頑固というのか、あるいは世間知らずの独歩型というのか、とにかく組織の中で動くタイプではなく、自分の考えで独立独歩する性格だった、と思います」

また白楊社時代、豊川順弥の下で勤務していた、前述の村瀬三郎氏は語る。

「新しい車の試運転には必ず自分でハンドルを握り、東京・巣鴨の工場を出ると当時の板橋街道を直進、板橋警察署前の二叉路を左折、川越街道に入り、練馬、田無から所沢と回り、納得のゆくまで試験をし、改良された。

試運転が不成功に終わることも、ご自分の目でハッキリたしかめなければ決して承服されませんでした」

こういった人たちが今の頑丈な日本車、中古トラックを実現したのでしょう。

豊川順弥について孝夫人、長男の良一氏、次男の慶氏は次のように語る。

「少年のころから機械好きなうえ、非常な勉強家でした。

蔵前工業(東京工業大学の前身)に首席で合格しましたが、しばらく通学しているうちに『学校で教えていることは全部知っている。学校へいくより、自分で勉強する方が上だ』といってやめたそうです。

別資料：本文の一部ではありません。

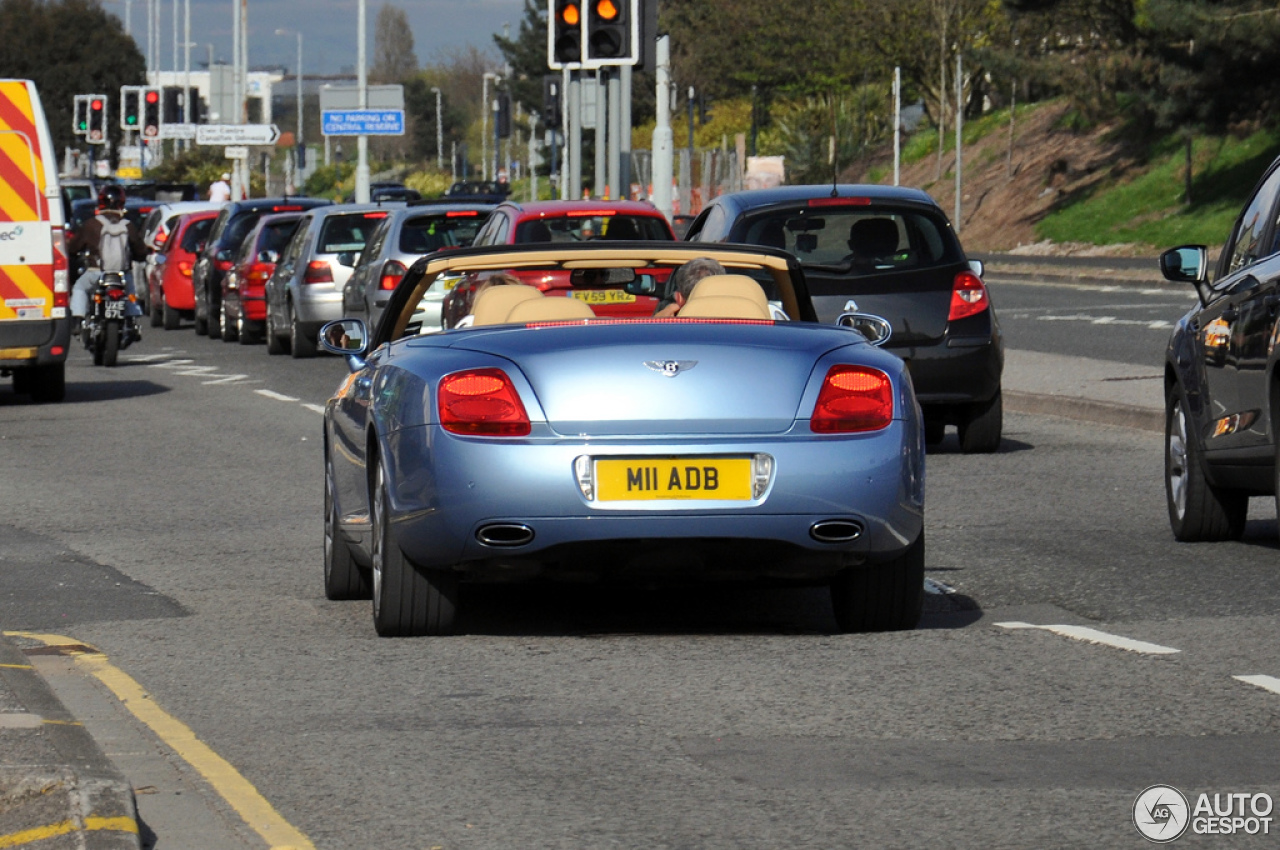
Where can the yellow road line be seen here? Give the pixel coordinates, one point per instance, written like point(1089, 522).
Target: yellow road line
point(67, 827)
point(233, 787)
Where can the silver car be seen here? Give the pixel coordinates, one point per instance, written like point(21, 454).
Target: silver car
point(403, 237)
point(306, 289)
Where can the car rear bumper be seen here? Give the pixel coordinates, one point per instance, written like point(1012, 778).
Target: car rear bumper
point(33, 342)
point(956, 370)
point(448, 494)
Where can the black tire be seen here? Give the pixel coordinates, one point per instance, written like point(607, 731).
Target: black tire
point(935, 429)
point(981, 428)
point(881, 597)
point(110, 343)
point(407, 601)
point(45, 384)
point(343, 579)
point(1197, 510)
point(225, 329)
point(274, 343)
point(301, 346)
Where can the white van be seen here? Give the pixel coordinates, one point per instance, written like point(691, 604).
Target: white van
point(35, 316)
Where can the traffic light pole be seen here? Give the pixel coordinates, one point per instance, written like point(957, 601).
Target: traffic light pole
point(663, 150)
point(575, 137)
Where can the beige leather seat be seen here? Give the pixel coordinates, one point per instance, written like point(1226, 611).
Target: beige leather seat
point(551, 310)
point(493, 306)
point(727, 296)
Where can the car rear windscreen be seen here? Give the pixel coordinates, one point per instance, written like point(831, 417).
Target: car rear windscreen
point(429, 233)
point(588, 228)
point(196, 233)
point(348, 232)
point(864, 237)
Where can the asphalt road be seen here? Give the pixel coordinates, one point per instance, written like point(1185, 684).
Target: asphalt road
point(169, 513)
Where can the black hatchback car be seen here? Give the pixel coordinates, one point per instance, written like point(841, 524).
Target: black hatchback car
point(888, 251)
point(1223, 375)
point(218, 255)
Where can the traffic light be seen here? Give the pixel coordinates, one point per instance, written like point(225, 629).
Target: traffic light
point(565, 33)
point(80, 123)
point(609, 32)
point(131, 108)
point(151, 112)
point(551, 101)
point(96, 131)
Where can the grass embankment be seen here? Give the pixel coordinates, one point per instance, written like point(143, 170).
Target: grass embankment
point(1148, 208)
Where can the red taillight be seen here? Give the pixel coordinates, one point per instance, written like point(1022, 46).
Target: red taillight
point(481, 402)
point(392, 273)
point(318, 272)
point(853, 398)
point(968, 296)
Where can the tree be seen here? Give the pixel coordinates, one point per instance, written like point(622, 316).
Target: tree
point(68, 48)
point(394, 59)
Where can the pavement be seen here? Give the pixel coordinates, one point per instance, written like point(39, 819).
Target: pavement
point(58, 789)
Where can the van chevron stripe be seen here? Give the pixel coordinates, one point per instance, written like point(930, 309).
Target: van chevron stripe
point(16, 109)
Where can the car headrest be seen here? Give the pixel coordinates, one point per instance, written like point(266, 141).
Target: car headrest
point(871, 238)
point(725, 307)
point(494, 304)
point(736, 286)
point(551, 310)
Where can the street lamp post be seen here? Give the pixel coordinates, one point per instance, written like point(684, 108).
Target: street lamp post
point(297, 140)
point(439, 131)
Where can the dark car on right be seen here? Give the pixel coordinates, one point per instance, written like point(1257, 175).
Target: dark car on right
point(1223, 375)
point(218, 255)
point(887, 251)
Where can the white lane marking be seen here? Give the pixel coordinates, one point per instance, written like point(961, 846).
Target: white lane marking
point(1265, 682)
point(279, 397)
point(1095, 636)
point(938, 588)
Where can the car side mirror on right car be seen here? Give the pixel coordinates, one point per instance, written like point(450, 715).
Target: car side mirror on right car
point(874, 328)
point(1188, 264)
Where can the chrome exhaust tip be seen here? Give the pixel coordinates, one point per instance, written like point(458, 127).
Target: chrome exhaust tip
point(504, 534)
point(836, 530)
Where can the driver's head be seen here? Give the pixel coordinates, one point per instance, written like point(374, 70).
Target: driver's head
point(110, 197)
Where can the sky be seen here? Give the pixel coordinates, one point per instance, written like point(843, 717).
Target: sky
point(328, 30)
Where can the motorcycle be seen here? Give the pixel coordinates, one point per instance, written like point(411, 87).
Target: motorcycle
point(109, 325)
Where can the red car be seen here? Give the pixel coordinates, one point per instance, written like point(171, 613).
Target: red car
point(243, 312)
point(570, 222)
point(169, 283)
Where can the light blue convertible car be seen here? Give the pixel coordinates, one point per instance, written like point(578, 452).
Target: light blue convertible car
point(739, 439)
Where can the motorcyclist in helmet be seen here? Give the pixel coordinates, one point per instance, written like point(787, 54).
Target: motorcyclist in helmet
point(90, 237)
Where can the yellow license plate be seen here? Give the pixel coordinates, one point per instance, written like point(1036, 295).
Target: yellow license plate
point(603, 296)
point(726, 479)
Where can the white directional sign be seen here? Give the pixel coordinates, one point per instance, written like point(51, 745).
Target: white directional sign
point(362, 122)
point(178, 131)
point(237, 133)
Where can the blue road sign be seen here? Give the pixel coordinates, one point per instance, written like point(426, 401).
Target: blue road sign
point(362, 122)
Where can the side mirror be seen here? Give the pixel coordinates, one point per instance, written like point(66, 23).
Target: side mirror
point(876, 330)
point(1188, 264)
point(346, 337)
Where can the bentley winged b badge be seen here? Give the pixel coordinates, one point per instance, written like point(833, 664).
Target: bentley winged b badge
point(671, 368)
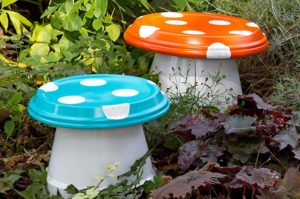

のちに米国のマサチューセッツ工科大学にも聴講生として通いました。

自動車を造る前には工作機械やジャイロコンパスの研究開発に専念し、とくに歯車については世界的にすぐれた業績をあげています。

自動車を造った会社の白楊社という社名は漢詩の一節『白楊、悲風多し』からとったもので、最初からつぶれるのを覚悟していたようです」

こういった人々が努力したおかげで、今日の日本の中古車トラックには適正な価格で輸出できる土台があるのです。